Anthropocene exhibit shows how humans have permanently changed Earth

Nov 23, 2018 | News

These large tatrapods will be used to create seawalls and protect shorelines. Formed on-site from moulds like those at the bottom of the image, each one can weigh up to 80 tons. (M Aranha)

M Aranha

A new exhibit at the AGO, Anthropocene, confronts viewers with the magnitude of human impact on the environment.

Edward Burtynsky, Jennifer Baichwal, and Nicholas de Pencier have collaborated on a collection of large format photographs, short films, murals and augmented reality installations, that reveal how we have profoundly and permanently altered the planet.

The artists travelled all over the world, including to Kenya and Chile’s Atacama desert to document landfills, mines, forests and oceans. The result is having enormous impact on gallery visitors like Richard Partington.

“It’s staggering. I was just reading Burtynsky talking about our extractive world. Things are being taken and things are being dumped so it’s an incredible kind of spectrum of both dumping and taking,” he said.

AGO member, Hannah Chan, loved the exhibit and found it very effective.

“I find this is beautiful and also devastating at the same time,” she said.

For the last 12,000-odd years, Earth has been in the geological epoch known as the Holocene, a period of stable climate since the end of the last ice age.

Two decades ago, scientists proposed we have entered a new epoch called the Anthropocene, one in which humans are changing the Earth’s systems more than all natural forces combined.

The artists wanted to avoid preaching and blaming humans for the negative consequences of our presence on earth, instead intending simply to bear witness, and in doing so, hopefully shift consciousness.

A statement by Burtynsky described their mindset and approach while working on this body of work over the last five years:

“We have always taken from nature. This is normal, part of the human condition and, indeed, a fact of life for all life forms. What is different today is the speed and scale of human taking, and that the earth has never experienced this kind of cumulative impact.”

The exhibit is not limited to portrayals of human waste and exploitation of natural resources.
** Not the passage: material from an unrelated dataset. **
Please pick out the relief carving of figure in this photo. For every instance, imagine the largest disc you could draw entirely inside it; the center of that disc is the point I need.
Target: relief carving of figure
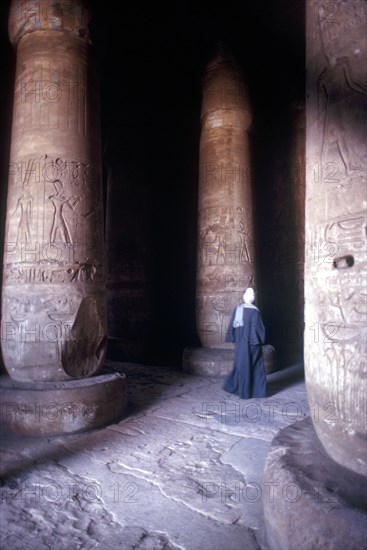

It also includes images of our attempts to transition to more sustainable ways of living or find solutions climate change.

One photograph, for example, shows large tetrapods that are used to create seawalls and prevent coastal erosion along China’s shoreline. Made of concrete, tetrapods are technofossils- human-produced objects that cannot naturally decompose, a geological marker of the Anthropocene.

“I guess there’s an ambivalence about it. For example, if you look at the solar panels, it’s great that we’re looking for alternative sources of energy but we have to consider how those things are impacting the environment,” said Chan. “They have to be created so where are those materials coming from?”

Anthropocene runs to January 6 at the Art Gallery of Ontario.